Sí, estoy de acuerdo contigo. Es arriesgado utilizar el término “receta mágica” pero dame 2 minutos y te demostraré que en este caso realmente existe (aunque igual de forma diferente de lo que te imaginas).
Cuando nos ponemos a soñar con grandes o pequeños objetivos estamos llenos de ilusiones. Estas corren el riesgo de desinflarse rápidamente a la hora de atacar su objetivo y convertirlo en realidad. Muchos se suelen dar cuenta de una cosa: no es tan fácil vivir un sueño.
Una maratón no se corre el día de la carrera. Se logra a través de lagrimas, sudor y sangre durante meses donde sales a entrenar con frio o calor, con o sin motivación.
Tendrás varias “tiradas largas” como suelen llamarlo los corredores con 25, 30 o incluso más kilómetros. Está claro que no empiezas con este tipo de sesiones desde el día 1.
Incluso es bastante arriesgado ir de 0 a 100 en muy poco tiempo porque el cuerpo tiene que acostumbrarse al esfuerzo. Los más ambicionados no respetan los plazos acumulando lesiones que les obligan a pausar de forma forzada.
Lo más importante para lograr un nuevo hábito es dar el primer paso y luego no parar. Para poder hacerlo uno tiene que ir de poco a más.
También la mente requiere un plazo de adaptación para darse cuenta que es capaz de asimilar el esfuerzo. Ver que puedes motiva y te aporta la fuerza para seguir empujando y querer más.
Hace poco he empezado con una aplicación de pago que te crea de forma automatizada ejercicios en función de tu rendimiento. He tardado más de 1 año en dar el paso.

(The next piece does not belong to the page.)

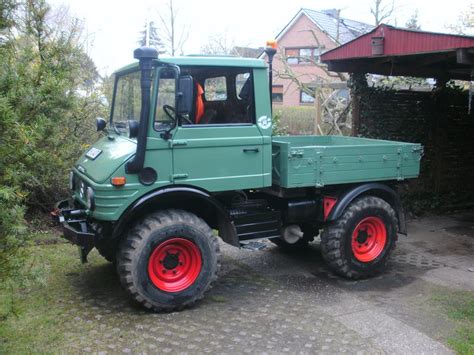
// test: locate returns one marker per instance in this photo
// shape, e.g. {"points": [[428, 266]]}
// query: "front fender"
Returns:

La decisión de por fin lanzarme ha sido posible porque he podido probar ejercicios sueltos de la aplicación. Me di cuenta que era capaz de asumir la carga e iba aumentando el nivel de dificultad. Para no perder la costumbre tras haber estado entrenando en mis vacaciones durante 2 semanas hice el pago anual de la aplicación.
La receta mágica consiste en ir de poco a más. No únicamente para correr una maratón tienes que prepararte durante mucho tiempo. Cualquier habilidad o hábito requiere ir de poco a más para acostumbrar tanto nuestro cuerpo como nuestra mente.